The original way I put this was that it was the only option, or the best option we had, to maintain control over development without bringing in a publisher or something like that. We have a really great community, like a very supportive community. So from that perspective it’s been very nice to learn how to work with our community and learn how to take their feedback. And it’s also given us the opportunity to learn.
It should be said that when we started, I think when we launched into early access, System Era was not a company in like the traditional sense of a game company. We didn’t have like an office, we didn’t have anything. We didn’t have a QA team, we didn’t have a support line. It was practically a bunch of guys in like a garage band set up kind of thing.
The process of early access for us on Astroneer has been as much to build System Era and learn how to be System Era as it had to build the game.
We certainly don’t want to be as closeted as most triple-A developers are. We were used to working on teams. I came from, myself and 2 of the other founders, we had met each other through working on Halo at Microsoft at 343 Industries. Adam the other co founder he worked at Ubisoft, and Riley who’s our 5th and our sound designer he came from working at EA. So we all worked at huge companies, with hundreds of people at these studios, and in those other studios as an individual developer you have no interaction with the community at all.
You are told that you are not allowed to say anything, and there are dire consequences if you go talking about the game or even if the game’s released saying the wrong thing. And so from that perspective, we definitely don’t want to go back to that. The relationship and kind of interaction that we’ve developed with our community, is something that we cherish and we want to hold on to that.

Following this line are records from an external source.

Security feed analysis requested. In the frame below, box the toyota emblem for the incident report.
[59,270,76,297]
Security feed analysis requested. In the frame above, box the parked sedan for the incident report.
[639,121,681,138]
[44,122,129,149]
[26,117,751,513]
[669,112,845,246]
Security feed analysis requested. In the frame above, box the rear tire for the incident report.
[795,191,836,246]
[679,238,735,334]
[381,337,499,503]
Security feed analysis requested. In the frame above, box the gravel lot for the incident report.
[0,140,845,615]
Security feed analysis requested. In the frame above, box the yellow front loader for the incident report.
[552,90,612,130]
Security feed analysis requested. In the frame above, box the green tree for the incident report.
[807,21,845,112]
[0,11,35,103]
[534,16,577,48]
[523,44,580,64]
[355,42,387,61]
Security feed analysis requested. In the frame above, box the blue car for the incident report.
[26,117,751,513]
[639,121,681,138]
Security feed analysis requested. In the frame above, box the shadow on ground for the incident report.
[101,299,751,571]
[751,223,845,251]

As far as whether we’ll do Early Access again, it's just a decision about how it's going to be and how we’re going to deliver the best product to that community in most efficiently. I think early access has kind of a bad reputation now, so I don’t know if its a great…I mean it was developing a bad reputation when we started. For a lot of games that would start early access and never finish, never come out of it. People would say “oh we gave our money to these guys and the game is dead, we’re never going to see anything for it.”
I think if we do Early Access again, we’d like to sort of shorten the cycle and try to present a game when it enters Early Access that’s closer to a finished product. I think Astroneer needed so much work when we started. And there were so many other games going through Early Access that were maybe more representative of a finished product that people were maybe not used to having to go through as much iteration as we did.